The Nature of College by James Farrell

Silence

A few years ago, in a class on college consumer culture, Dr. America’s students taught him the power of silence. I simply asked my students to tell me (anonymously) their deepest values.  Then I asked them for similar lists of the values of college culture, and of American consumer culture.  It turned out that their deepest values differ greatly from the values of their culture(s).  We live, in fact, in a culture that’s hostile to many of our deepest values, and—here’s the hard part—we think that’s normal!

By chance, I also asked students who else knew their deepest values.  For most students, the number of people was very small—usually Mom, sometimes Dad, and then one or two best friends.  I asked why so few people knew, since a better world won’t happen without a lively discussion of the goodness of the good life.  The answer was instructive: we don’t share our deepest values because we’re afraid that people will laugh at us, because we’re afraid our peers will think us weird, because we’d rather be “not too bad” than “too good.”  This is peer pressure at its most powerful—the pressure to keep us silent about what we really care about.  The result is an impoverished discourse of virtue, and a mindset that keeps us from acting out our best intentions.  When our deepest values are private, they have almost no public consequence.  If we don’t speak our values, the culture conforms to somebody else’s—the people who value money more than values, goods more than goodness, sex more than love, fun more than fulfillment, environmental degradation more than sustainability. Politically, for example, we’re governed by the loudmouths on either side.

Here’s the kicker.  All the lists of our deepest values were very similar.  Our peers won’t laugh at us.  They won’t think we’re weird.  We’re not really constrained by actual others.  We’re constrained by the imaginary others in our heads.  This misperception of others is not unique to college students.  In Yearning for Balance Views of Americans on Consumption, Materialism, and the Environment, researchers found that most Americans espouse values of responsibility, family life, and friendship, but they don’t think other Americans do.  Most Americans cite religious faith and generosity as guiding values in their lives, but only a few think that other Americans share those values.  We have a broad consensus on values, but we don’t realize it because we don’t talk about them.

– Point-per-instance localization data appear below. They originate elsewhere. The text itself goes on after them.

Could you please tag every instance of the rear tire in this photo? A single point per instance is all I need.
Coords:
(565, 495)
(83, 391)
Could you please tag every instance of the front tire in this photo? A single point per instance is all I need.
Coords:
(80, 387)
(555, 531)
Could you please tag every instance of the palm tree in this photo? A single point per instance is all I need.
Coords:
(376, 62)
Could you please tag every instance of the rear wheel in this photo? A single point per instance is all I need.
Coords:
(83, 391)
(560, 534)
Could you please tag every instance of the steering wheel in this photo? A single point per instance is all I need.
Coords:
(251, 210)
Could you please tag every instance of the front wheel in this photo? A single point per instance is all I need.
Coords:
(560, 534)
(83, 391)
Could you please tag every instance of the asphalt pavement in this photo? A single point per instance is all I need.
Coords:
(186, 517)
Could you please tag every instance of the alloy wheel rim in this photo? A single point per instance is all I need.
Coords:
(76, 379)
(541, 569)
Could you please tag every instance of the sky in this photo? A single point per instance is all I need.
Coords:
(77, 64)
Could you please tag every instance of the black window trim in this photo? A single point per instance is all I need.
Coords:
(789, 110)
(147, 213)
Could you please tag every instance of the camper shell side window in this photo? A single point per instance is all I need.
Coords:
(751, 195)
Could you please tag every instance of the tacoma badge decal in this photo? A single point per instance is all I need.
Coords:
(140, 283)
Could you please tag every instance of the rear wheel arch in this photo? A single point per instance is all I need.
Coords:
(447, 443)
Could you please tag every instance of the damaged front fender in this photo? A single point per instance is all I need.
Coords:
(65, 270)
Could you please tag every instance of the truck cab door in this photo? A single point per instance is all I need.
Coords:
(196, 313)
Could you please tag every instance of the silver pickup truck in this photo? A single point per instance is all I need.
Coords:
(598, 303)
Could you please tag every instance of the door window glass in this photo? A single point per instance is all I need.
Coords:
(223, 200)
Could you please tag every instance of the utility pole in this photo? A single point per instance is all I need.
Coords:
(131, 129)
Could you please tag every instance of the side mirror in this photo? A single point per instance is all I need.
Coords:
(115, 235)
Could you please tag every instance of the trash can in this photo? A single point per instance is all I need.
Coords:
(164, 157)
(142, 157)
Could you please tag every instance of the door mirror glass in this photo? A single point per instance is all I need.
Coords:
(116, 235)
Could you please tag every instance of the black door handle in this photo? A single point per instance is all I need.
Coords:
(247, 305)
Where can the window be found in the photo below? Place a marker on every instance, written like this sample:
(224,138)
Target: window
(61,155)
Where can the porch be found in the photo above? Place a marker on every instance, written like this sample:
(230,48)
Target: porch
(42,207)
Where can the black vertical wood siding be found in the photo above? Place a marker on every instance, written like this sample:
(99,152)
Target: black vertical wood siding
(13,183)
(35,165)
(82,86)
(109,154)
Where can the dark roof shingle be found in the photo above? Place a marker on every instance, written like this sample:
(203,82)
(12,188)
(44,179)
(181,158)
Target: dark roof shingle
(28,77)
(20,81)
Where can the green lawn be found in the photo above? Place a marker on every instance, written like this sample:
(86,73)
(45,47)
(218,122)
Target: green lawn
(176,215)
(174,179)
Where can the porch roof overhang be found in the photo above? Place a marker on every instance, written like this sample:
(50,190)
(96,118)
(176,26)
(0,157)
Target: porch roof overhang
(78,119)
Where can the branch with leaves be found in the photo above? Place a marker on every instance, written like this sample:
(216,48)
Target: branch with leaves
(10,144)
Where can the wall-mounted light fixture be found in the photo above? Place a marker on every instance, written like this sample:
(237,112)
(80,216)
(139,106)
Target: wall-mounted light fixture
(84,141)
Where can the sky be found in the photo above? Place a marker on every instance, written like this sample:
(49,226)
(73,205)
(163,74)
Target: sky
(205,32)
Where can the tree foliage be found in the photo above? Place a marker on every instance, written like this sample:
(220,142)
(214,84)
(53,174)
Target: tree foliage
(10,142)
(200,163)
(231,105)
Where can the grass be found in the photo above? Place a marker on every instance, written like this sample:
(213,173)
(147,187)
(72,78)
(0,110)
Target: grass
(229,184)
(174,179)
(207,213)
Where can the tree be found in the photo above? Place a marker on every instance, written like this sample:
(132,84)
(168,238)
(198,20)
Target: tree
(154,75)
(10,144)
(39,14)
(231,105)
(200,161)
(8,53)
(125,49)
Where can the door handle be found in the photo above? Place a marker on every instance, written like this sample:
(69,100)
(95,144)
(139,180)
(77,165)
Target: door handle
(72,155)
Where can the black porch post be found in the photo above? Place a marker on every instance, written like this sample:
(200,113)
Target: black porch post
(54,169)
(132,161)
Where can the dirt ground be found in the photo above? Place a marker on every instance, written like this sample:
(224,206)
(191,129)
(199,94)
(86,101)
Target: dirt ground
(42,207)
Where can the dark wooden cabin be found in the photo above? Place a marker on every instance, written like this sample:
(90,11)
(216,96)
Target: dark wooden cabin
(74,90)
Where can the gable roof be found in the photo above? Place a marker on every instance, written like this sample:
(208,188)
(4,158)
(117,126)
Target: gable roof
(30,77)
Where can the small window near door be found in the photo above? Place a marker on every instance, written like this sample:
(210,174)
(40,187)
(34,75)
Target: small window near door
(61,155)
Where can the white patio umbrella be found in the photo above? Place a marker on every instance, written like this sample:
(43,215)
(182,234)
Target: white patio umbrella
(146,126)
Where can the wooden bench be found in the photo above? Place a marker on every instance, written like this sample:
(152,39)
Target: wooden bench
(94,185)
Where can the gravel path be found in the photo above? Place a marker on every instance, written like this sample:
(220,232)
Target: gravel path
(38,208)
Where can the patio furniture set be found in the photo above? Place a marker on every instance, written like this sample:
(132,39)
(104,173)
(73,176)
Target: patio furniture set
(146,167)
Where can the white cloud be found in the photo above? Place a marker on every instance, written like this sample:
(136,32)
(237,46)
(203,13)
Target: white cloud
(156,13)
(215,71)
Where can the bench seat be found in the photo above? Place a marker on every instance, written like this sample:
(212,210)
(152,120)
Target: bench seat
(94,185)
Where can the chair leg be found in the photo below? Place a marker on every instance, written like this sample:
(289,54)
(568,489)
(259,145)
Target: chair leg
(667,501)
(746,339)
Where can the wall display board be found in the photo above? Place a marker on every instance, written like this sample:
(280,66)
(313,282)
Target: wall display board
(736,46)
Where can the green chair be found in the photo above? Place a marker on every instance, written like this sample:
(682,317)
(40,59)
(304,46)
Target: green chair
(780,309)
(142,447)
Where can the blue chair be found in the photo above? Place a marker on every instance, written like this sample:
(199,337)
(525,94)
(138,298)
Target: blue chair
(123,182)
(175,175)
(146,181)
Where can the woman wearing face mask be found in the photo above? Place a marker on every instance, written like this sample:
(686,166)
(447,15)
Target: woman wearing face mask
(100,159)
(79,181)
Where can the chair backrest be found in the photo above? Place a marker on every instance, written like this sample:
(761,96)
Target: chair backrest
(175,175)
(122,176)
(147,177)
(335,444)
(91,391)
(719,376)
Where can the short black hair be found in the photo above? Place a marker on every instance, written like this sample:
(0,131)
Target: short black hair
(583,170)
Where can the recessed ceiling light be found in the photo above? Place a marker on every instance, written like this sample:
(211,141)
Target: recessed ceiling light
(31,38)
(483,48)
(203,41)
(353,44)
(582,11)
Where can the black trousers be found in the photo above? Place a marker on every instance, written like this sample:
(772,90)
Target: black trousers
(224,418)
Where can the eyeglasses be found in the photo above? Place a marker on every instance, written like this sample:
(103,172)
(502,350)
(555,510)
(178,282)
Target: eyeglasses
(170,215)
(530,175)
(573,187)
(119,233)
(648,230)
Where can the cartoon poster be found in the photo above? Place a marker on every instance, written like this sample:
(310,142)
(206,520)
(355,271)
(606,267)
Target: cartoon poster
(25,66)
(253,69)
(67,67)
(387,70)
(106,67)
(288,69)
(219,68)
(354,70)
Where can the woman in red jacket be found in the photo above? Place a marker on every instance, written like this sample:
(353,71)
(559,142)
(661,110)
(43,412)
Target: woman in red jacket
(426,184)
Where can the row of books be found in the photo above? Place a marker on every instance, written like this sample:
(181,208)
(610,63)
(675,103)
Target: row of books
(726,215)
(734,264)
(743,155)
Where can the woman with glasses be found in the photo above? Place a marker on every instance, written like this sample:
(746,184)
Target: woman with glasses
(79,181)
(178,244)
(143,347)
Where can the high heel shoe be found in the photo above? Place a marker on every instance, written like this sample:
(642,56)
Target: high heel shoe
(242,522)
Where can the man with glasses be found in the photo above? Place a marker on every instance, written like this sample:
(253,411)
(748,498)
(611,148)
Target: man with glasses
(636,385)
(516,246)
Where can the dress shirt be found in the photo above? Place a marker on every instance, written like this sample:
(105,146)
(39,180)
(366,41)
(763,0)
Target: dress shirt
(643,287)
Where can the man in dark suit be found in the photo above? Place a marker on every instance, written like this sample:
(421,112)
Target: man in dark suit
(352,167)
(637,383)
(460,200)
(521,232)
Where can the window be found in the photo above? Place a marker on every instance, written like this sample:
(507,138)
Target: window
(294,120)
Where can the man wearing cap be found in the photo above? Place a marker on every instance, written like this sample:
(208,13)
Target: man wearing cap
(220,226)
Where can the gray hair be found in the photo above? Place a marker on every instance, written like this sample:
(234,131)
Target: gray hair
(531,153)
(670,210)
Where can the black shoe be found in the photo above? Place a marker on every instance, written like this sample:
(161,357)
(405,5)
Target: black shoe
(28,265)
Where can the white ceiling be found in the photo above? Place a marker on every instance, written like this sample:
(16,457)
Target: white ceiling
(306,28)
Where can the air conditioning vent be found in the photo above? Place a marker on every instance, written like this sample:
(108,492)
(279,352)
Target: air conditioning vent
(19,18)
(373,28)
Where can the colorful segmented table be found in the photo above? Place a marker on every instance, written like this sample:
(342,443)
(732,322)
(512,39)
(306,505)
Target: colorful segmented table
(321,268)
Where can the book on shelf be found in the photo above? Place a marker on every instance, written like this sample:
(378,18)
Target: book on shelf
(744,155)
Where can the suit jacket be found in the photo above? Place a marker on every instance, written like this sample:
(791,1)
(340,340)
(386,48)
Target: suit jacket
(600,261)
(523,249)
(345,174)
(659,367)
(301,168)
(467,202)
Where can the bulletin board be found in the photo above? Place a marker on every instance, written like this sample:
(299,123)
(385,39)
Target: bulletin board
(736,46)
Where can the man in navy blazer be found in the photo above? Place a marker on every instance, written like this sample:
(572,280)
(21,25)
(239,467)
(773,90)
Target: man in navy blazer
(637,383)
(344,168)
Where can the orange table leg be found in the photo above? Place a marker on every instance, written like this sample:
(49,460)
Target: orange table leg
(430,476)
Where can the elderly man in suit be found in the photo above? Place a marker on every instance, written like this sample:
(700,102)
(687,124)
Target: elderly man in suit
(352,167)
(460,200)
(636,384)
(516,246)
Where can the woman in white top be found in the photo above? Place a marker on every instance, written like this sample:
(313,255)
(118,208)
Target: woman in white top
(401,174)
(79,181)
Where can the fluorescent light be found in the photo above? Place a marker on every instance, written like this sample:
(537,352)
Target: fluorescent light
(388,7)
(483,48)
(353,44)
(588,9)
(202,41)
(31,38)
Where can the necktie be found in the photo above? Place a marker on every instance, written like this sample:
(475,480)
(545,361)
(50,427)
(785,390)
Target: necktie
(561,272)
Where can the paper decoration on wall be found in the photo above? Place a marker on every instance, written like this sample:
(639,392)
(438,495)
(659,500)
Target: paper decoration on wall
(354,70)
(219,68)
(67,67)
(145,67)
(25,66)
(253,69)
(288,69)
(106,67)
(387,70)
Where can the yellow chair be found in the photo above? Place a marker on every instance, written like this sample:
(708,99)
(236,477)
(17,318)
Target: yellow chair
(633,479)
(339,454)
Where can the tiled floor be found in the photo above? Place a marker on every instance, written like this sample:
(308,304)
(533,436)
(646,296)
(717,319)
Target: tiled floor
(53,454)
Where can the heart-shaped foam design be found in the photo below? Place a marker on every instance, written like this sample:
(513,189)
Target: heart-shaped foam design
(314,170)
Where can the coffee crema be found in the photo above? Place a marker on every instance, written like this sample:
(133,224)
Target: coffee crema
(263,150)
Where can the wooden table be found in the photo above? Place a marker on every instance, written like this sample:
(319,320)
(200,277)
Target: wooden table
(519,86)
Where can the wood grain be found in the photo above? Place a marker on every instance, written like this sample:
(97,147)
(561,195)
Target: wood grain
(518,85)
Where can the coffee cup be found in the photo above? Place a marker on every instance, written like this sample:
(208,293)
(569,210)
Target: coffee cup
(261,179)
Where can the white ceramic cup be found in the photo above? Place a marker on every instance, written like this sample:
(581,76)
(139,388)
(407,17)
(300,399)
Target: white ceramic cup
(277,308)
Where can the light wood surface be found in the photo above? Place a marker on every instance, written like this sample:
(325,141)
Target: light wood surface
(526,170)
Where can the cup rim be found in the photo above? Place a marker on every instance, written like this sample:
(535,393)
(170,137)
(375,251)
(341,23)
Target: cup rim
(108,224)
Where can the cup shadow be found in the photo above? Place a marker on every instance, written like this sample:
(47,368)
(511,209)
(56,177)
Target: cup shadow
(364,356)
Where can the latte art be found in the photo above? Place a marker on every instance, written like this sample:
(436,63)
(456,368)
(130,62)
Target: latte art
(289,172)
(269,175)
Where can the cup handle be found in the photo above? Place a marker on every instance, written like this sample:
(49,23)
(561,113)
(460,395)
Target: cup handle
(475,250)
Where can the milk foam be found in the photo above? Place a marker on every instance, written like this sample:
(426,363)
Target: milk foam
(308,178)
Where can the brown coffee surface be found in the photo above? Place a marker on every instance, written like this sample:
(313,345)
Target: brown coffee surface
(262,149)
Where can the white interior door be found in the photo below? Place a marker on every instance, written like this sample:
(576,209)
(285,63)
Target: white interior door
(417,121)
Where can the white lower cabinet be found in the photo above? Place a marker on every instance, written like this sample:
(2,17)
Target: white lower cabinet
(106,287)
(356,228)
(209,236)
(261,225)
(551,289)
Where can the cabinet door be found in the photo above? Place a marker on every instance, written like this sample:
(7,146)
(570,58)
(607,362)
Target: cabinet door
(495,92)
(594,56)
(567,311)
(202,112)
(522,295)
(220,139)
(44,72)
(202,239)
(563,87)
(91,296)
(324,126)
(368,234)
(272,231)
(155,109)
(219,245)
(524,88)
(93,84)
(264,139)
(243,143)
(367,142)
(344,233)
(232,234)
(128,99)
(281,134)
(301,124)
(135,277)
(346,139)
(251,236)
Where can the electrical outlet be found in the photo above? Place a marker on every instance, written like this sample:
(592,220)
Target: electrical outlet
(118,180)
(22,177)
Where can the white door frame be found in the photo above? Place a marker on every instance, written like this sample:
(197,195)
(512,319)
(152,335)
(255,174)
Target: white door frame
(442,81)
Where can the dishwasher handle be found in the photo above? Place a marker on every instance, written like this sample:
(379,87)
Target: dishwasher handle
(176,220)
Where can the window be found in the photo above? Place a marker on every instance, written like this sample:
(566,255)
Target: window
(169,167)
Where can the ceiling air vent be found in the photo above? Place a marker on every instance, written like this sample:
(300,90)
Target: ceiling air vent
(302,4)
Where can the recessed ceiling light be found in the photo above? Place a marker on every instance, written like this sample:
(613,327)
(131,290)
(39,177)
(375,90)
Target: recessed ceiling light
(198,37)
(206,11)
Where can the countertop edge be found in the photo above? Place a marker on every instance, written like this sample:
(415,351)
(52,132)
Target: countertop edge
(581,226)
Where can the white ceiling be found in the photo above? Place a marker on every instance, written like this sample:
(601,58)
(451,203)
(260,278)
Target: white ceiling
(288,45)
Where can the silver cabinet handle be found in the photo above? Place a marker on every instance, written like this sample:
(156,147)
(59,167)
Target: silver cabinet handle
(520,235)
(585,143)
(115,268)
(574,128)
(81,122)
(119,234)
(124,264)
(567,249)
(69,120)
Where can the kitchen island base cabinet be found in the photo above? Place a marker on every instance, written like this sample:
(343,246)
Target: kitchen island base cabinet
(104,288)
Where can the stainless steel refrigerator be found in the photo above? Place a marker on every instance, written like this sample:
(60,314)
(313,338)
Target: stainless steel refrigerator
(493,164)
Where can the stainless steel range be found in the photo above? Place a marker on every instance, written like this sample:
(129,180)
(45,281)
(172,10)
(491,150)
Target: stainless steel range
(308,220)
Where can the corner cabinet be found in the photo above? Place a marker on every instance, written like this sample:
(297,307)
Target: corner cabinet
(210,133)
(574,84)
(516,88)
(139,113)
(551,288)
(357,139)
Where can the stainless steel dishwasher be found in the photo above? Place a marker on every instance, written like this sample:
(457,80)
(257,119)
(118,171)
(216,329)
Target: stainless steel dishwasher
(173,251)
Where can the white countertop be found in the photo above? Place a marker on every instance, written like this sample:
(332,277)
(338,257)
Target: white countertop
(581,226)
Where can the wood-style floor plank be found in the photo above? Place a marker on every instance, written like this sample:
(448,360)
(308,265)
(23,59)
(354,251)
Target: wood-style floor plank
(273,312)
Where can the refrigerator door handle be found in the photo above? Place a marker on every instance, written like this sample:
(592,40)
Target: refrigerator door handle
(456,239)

The same is true of our values concerning consumption and the environment.  Eighty-two percent of Americans believe that most of us are wasteful, buying and consuming more than we need.  Eighty-six percent of us are concerned for the environment, and 51 percent of Americans believe that their own consumption has a negative effect on the environment.  As a result, 88 percent of us believe that “protecting the environment will require most of us to make major changes in the way we live.”  But we don’t think that other people feel this way. If we ever discussed our deepest values, we might learn that almost all of us espouse values that could lead to an ecological revolution.

Occasionally, of course, other people will mock us for our convictions.  Sometimes our peers will apply pressure to act against our deepest values.  Sometimes peer pressure really is a problem for us.  But the upside of down is that we get to pick our peers. If we hang out with people who are cynical and hopeless, we’ll be affected.  If we pal around with people who are only thinking about getting ahead and getting stuff, we’ll begin to accept that behavior as normal.  But we don’t have to stay with the cynics or the sybarites.  We can find friends who share our deepest values, and who will help us to practice what we preach—and, just as importantly in a culture of silence, preach what we practice.  We can, if we choose, use peer pressure to fuel the ecological revolution of the 21st century.  In Biologic, for example, David Wann suggests that once we get the design right, “our society can be powered by peer pressure alone.”

So it’s time, right now, to silence our silence, and speak up for the values—religious, social, environmental—that we really believe in.